Are Pre-Workout Supplements Safe?

Generally, yes. As long as you take it according to the directions. They are there for a reason, and so is the large paragraph under the section called “Warnings:” found on most pre-workout labels. Make sure you read it and if you need to, clear it with a healthcare professional.

The components of a pre-workout can vary, but might include things like caffeine, creatine, Branched Chain Amino Acids (BCAA’s) or a mix of some amino acids, different forms of sugars and nitrates… And a few vitamins and minerals.

It would take pages for me to go through the various brand and chemical names of ingredients found in different pre-workouts, and googling a chemical yourself may lead to a ton of added confusion or misdirection.

The biggest problem and potential risk of pre-workouts is the caffeine content! This is the cause of most of those warnings on the label. Most pre-workouts contain at minimum 200mg of caffeine per scoop, which is approximately 2 cups of coffee! --And many contain much more than that.

To counteract that and other possible risky content, make sure you consume enough water and you read the warnings. Consuming more pre-workout than is recommended is not only reckless, but also has very little added benefit.

In Conclusion

If you’re looking at supplements, remember:

  • Pre-workout is a powder mixed with water taken before your workout.

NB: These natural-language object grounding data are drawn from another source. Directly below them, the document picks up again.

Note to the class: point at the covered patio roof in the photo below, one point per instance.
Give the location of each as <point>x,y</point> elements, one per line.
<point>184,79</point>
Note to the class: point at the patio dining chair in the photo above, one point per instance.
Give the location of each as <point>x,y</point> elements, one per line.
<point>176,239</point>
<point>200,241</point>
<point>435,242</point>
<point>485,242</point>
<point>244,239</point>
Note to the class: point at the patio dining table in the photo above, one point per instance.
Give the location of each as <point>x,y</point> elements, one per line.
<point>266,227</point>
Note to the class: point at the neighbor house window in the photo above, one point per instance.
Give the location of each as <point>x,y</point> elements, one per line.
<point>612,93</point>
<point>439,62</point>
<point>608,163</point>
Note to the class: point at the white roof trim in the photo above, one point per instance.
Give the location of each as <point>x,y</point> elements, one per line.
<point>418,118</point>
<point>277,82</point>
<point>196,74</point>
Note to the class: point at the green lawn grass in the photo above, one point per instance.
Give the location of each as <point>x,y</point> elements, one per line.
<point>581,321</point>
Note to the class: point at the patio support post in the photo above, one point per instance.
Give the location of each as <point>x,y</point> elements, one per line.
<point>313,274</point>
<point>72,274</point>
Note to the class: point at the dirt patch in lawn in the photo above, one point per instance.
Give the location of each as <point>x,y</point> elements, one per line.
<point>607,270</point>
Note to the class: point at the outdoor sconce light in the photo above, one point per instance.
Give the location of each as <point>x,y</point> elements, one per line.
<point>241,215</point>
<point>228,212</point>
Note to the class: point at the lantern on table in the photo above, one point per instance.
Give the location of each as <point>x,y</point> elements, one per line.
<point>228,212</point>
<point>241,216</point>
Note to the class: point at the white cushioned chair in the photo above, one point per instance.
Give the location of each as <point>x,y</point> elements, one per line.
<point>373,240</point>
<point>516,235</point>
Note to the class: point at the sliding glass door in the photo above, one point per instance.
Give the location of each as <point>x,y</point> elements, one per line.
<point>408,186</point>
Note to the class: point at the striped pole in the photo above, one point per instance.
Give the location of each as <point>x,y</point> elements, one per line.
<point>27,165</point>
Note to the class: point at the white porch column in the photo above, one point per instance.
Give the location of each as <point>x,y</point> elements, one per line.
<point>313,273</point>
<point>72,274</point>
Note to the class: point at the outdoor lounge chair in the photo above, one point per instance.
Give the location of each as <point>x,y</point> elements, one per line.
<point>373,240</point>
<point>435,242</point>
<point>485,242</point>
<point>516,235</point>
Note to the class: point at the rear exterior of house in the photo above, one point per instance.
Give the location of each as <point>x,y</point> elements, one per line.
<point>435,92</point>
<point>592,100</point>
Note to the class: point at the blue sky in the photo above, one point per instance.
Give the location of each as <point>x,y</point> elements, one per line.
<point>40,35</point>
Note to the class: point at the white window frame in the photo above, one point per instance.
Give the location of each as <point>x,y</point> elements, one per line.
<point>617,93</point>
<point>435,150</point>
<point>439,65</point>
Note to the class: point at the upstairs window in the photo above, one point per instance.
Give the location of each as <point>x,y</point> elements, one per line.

  • Pre-workout can increase your energy, concentration and focus, while reducing tiredness (fatigue).

  • The better mentality may help you better stick to a workout program!

  • Any other claims should be investigated, but it could potentially increase endurance and power.

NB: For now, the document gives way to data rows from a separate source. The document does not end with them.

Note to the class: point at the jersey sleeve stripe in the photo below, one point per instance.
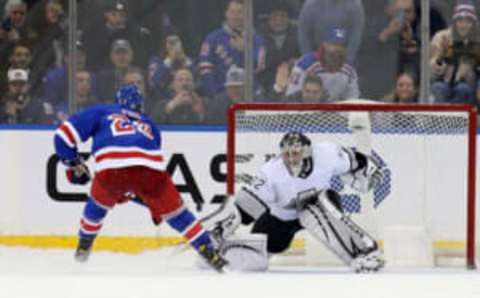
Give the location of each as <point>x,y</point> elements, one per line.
<point>124,155</point>
<point>73,131</point>
<point>66,135</point>
<point>61,133</point>
<point>87,227</point>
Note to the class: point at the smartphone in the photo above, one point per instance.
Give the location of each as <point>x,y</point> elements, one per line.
<point>7,25</point>
<point>174,42</point>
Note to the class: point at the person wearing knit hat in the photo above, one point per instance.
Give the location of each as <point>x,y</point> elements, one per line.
<point>455,54</point>
<point>465,9</point>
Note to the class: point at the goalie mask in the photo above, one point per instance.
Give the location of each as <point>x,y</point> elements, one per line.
<point>296,150</point>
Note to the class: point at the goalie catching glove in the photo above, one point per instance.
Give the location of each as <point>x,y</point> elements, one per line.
<point>77,171</point>
<point>365,174</point>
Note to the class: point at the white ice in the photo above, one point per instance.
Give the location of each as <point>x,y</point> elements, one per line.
<point>30,273</point>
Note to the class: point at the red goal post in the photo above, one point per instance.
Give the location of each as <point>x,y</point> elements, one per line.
<point>261,116</point>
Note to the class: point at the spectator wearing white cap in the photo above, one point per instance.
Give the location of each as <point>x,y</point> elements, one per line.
<point>328,62</point>
<point>17,106</point>
<point>111,77</point>
<point>185,106</point>
<point>116,25</point>
<point>218,106</point>
<point>455,55</point>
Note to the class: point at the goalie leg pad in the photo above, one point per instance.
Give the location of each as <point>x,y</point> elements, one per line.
<point>246,253</point>
<point>339,233</point>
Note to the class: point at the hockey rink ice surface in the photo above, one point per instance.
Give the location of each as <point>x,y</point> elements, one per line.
<point>32,273</point>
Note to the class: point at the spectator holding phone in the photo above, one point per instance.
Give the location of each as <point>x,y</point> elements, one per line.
<point>455,55</point>
<point>161,68</point>
<point>14,27</point>
<point>224,47</point>
<point>185,106</point>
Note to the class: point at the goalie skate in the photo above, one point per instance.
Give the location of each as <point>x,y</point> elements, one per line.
<point>83,249</point>
<point>370,262</point>
<point>212,258</point>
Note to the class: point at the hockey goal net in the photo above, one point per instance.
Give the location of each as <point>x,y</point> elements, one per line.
<point>424,211</point>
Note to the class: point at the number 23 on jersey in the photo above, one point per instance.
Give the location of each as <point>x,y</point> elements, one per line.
<point>122,126</point>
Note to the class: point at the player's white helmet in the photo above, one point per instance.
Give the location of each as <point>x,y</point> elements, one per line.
<point>296,150</point>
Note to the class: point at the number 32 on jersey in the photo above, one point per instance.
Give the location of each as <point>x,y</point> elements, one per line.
<point>122,125</point>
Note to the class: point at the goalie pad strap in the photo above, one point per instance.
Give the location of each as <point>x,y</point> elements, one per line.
<point>250,204</point>
<point>335,230</point>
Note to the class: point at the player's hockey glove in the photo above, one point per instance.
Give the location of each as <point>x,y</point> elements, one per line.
<point>77,171</point>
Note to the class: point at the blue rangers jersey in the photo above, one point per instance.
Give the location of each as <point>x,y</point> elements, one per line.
<point>338,85</point>
<point>121,138</point>
<point>217,56</point>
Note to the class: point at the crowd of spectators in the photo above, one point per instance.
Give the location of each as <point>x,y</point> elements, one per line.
<point>188,56</point>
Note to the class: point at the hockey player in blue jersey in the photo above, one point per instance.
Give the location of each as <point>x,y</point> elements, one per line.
<point>129,162</point>
<point>328,63</point>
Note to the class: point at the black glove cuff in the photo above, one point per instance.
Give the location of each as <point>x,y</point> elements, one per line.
<point>72,162</point>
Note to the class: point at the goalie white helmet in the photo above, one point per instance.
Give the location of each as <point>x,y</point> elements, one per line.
<point>296,150</point>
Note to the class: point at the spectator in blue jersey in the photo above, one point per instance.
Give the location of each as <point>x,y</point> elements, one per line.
<point>328,62</point>
<point>318,15</point>
<point>56,80</point>
<point>225,47</point>
<point>18,106</point>
<point>161,68</point>
<point>405,89</point>
<point>185,106</point>
<point>111,77</point>
<point>217,107</point>
<point>83,96</point>
<point>129,164</point>
<point>116,25</point>
<point>15,28</point>
<point>281,41</point>
<point>52,31</point>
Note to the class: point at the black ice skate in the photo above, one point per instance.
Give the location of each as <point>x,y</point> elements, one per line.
<point>212,258</point>
<point>83,249</point>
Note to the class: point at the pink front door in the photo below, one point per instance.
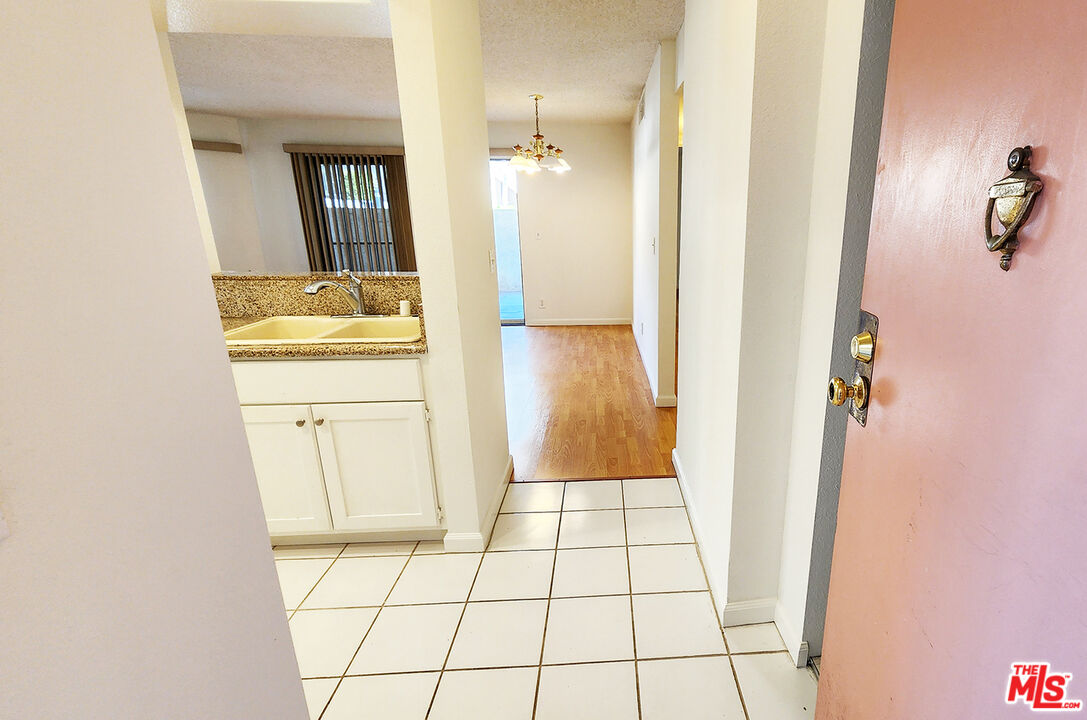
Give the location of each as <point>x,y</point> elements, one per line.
<point>961,544</point>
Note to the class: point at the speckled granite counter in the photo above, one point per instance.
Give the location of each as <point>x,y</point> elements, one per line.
<point>245,299</point>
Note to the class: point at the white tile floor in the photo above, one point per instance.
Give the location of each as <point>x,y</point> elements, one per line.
<point>590,603</point>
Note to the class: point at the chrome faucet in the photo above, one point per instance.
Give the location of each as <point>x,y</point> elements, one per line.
<point>354,293</point>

  • Make sure you stick to the directions and read the warnings to make sure you don’t put yourself at risk.

Get pumped up!

Kedia, A. William, et al. "Effects of a pre-workout supplement on lean mass, muscular performance, subjective workout experience and biomarkers of safety." Int J Med Sci 11.2 (2014): 116-26.
Joy, Jordan M., et al. "A multi-ingredient, pre-workout supplement is apparently safe in healthy males and females." Food & nutrition research 59 (2015).
Calcote, A. E., et al. "THE EFFECTS OF PRE-WORKOUT ON ANAEROBIC POWER OUTPUT AND BLOOD LACTATE LEVELS." International Journal of Exercise Science: Conference Proceedings. Vol. 11. No. 3. 2015.
Jagim, A. R., et al. "Effects of acute ingestion of a multi-ingredient pre-workout supplement on lower body power and anaerobic sprint performance."Journal of the International Society of Sports Nutrition 12.Suppl 1 (2015): P49.
Outlaw, Jordan J., et al. "Acute effects of a commercially-available pre-workout supplement on markers of training: a double-blind study." J Int Soc Sports Nutr 11 (2014): 40.